Johannesburg - Fed up with shoddy service delivery, Orange Farm residents have emptied their waste bins on their ward councillor’s doorstep.
According to one resident, who declined to be identified because he is employed in the municipal office as a general worker, their ward councillor, Lindelwa June Nhose, had “dared us to do as we saw fit” when they complained about the lack of waste removal services in the area.
“And so we rose to the challenge,” he said.
The residents, from ward 3, rounded up all their waste bins and made sure they had “collected enough bins to make a statement”.
They claim they had been complaining that Pikitup, the waste management company, had not been servicing their area since December 16.

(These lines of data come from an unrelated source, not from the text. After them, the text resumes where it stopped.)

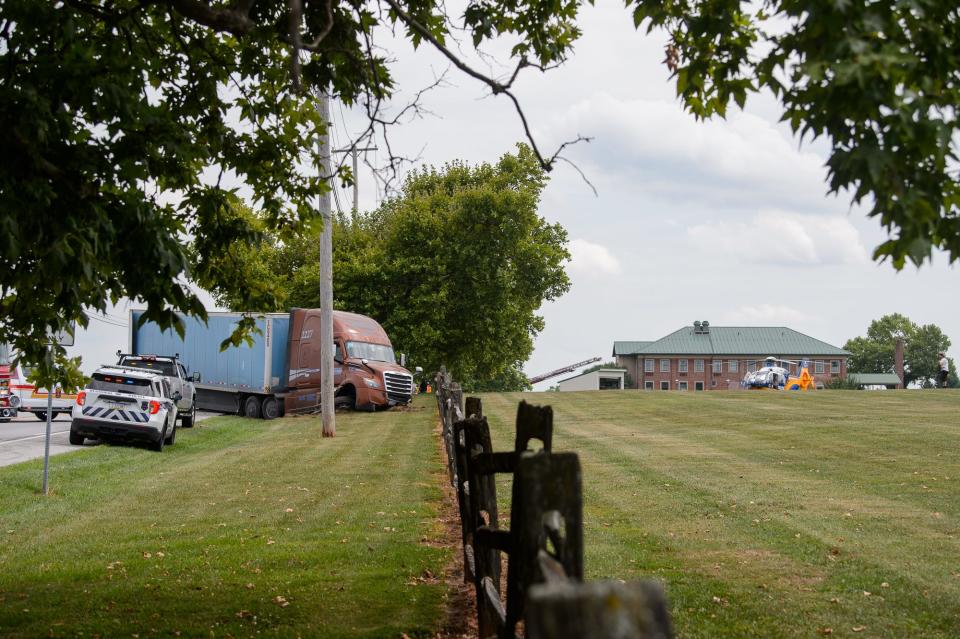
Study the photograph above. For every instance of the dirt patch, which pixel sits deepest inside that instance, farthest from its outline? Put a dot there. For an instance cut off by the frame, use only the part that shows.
(762, 566)
(459, 618)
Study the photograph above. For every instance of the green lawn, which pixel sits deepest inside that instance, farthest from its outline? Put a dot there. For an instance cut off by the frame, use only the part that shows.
(244, 527)
(771, 514)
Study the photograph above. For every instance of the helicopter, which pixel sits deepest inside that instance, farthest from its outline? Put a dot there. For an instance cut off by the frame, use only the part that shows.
(775, 376)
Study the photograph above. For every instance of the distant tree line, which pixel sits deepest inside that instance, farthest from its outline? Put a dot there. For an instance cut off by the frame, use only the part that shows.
(875, 352)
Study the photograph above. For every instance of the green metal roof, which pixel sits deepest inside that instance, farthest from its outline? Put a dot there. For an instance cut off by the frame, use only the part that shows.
(886, 379)
(737, 340)
(629, 348)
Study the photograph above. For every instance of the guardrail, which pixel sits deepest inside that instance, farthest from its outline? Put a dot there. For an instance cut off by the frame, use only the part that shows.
(544, 543)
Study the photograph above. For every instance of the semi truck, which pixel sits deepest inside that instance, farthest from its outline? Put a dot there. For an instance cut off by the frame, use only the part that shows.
(279, 372)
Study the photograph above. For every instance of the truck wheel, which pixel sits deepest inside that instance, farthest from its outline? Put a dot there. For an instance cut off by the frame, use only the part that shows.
(271, 408)
(187, 420)
(251, 407)
(158, 445)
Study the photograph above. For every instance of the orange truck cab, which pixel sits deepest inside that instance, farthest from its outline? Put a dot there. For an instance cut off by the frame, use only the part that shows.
(365, 370)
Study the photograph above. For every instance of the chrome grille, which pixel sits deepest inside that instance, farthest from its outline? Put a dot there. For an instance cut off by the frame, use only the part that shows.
(399, 387)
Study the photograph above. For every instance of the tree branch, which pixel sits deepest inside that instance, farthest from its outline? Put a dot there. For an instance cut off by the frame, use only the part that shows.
(496, 86)
(235, 20)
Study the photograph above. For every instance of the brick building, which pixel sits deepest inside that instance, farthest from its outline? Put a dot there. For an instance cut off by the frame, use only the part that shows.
(705, 357)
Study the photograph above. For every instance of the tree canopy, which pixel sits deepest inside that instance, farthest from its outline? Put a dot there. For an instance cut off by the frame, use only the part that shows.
(124, 116)
(454, 268)
(875, 352)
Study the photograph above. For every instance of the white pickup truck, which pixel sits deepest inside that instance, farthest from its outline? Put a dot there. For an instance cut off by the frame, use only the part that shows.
(175, 374)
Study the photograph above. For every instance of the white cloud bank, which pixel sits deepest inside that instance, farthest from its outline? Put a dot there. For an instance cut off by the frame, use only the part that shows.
(765, 315)
(592, 259)
(782, 238)
(662, 150)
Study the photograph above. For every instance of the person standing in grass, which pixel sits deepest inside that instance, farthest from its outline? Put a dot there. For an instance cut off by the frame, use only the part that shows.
(944, 371)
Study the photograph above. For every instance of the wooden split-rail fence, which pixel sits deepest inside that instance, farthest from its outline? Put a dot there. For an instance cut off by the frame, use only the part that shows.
(544, 542)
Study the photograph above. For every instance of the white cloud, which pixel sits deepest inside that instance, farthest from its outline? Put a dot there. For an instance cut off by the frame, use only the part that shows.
(656, 146)
(592, 259)
(781, 238)
(766, 315)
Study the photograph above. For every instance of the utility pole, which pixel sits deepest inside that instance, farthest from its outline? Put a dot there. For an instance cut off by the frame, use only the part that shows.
(356, 183)
(327, 413)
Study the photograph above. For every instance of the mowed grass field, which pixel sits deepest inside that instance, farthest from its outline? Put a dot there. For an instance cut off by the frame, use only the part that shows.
(243, 528)
(770, 514)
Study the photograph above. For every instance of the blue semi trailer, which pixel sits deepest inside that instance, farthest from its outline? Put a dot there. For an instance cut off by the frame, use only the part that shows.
(280, 371)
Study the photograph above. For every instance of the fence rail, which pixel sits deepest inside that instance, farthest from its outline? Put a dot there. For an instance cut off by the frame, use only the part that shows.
(544, 544)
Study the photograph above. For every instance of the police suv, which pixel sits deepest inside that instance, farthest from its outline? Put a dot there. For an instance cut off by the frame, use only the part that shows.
(126, 404)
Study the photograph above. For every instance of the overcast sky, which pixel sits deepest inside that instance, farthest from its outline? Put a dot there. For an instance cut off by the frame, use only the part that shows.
(725, 220)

They also claim they had approached the company’s area manager, who informed them that trucks used to load waste bins had broken down.

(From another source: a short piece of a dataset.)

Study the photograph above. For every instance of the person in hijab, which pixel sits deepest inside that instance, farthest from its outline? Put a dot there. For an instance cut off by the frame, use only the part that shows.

“We didn’t believe him. So we approached the head office, who told us they were not aware of the problem. When we took the matter to our councillor, to whom we have been crying about this for weeks, she gave us attitude, and so we reacted,” said Pule Semahla, one of the protest organisers.

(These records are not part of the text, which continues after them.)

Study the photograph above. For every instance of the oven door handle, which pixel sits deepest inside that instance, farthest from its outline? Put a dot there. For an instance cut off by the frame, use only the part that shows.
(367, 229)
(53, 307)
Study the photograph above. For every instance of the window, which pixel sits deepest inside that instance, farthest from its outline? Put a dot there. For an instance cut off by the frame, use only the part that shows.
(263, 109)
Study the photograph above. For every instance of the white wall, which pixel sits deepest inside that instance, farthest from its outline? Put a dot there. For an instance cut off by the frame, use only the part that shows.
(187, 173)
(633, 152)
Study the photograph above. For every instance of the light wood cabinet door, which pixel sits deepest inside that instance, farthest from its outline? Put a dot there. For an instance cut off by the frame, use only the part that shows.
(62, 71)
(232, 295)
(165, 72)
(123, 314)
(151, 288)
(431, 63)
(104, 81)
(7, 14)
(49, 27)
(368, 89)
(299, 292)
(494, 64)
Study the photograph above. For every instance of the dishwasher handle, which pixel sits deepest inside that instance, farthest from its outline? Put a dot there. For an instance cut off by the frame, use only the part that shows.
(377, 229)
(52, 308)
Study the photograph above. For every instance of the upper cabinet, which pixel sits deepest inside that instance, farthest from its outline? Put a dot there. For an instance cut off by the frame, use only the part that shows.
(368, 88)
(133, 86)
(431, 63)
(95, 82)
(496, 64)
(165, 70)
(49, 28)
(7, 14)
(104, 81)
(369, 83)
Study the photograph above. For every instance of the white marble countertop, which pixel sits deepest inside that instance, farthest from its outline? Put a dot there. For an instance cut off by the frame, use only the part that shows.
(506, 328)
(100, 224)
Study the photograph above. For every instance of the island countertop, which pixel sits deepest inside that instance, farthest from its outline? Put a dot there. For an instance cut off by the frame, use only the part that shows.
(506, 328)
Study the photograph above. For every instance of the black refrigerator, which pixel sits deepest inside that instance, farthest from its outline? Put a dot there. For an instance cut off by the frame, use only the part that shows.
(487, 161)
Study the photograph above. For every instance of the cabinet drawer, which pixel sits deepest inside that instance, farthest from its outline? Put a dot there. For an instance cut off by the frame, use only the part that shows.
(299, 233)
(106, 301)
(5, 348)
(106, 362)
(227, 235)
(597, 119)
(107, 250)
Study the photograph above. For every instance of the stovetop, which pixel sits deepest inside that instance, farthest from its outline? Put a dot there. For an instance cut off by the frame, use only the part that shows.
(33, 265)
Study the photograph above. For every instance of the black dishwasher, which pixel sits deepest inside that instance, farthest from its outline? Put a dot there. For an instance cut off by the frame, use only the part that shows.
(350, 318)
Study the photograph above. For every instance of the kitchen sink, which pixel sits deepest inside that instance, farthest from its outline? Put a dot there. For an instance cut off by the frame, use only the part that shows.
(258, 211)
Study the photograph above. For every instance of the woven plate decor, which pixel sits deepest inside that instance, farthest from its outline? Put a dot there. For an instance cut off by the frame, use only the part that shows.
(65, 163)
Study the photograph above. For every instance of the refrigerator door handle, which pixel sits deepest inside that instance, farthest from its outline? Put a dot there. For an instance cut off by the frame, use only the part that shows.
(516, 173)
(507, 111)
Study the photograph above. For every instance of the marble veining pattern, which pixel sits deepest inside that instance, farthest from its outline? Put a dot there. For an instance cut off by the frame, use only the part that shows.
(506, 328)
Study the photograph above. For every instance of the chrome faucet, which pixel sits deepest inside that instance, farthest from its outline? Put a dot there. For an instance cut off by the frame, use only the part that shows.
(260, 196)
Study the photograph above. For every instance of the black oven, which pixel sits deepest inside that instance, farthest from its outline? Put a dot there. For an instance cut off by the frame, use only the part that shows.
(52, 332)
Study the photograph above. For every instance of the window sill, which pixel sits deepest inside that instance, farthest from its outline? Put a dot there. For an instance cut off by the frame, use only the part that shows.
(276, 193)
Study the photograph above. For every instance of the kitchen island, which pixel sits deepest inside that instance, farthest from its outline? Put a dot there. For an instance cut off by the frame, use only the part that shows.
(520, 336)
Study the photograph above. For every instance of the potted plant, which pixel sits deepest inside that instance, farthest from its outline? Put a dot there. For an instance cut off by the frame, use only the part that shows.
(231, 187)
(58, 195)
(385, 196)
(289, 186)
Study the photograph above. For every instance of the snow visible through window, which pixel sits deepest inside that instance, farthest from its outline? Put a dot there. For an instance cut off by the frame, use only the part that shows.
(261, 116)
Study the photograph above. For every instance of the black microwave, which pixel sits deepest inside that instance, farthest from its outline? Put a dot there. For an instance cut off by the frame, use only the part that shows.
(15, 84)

Residents wheeled their bins to Nhose’s front yard and emptied the waste there on Saturday afternoon.
According to Semahla, it was a “filthy sight”. He said worms, maggots and flies were everywhere and “you had to hold your breath”.
The refuse was finally collected on Tuesday. This is not the first time that Nhose has come under fire from the residents.
In July, they took to the streets to protest about their dissatisfaction with Eskom’s plan to install new prepaid meter boxes. These would cost R2 000 per household.
The protest reached a climax at Nhose’s offices at the multi-purpose centre.
The ward councillor had to be escorted out by the police as the crowd turned rowdy, with roads being blocked and some properties vandalised.
The Star attempted to contact Nhose on Wednesday, but her cellphone was switched off. Pikitup was unable to respond in time for publication.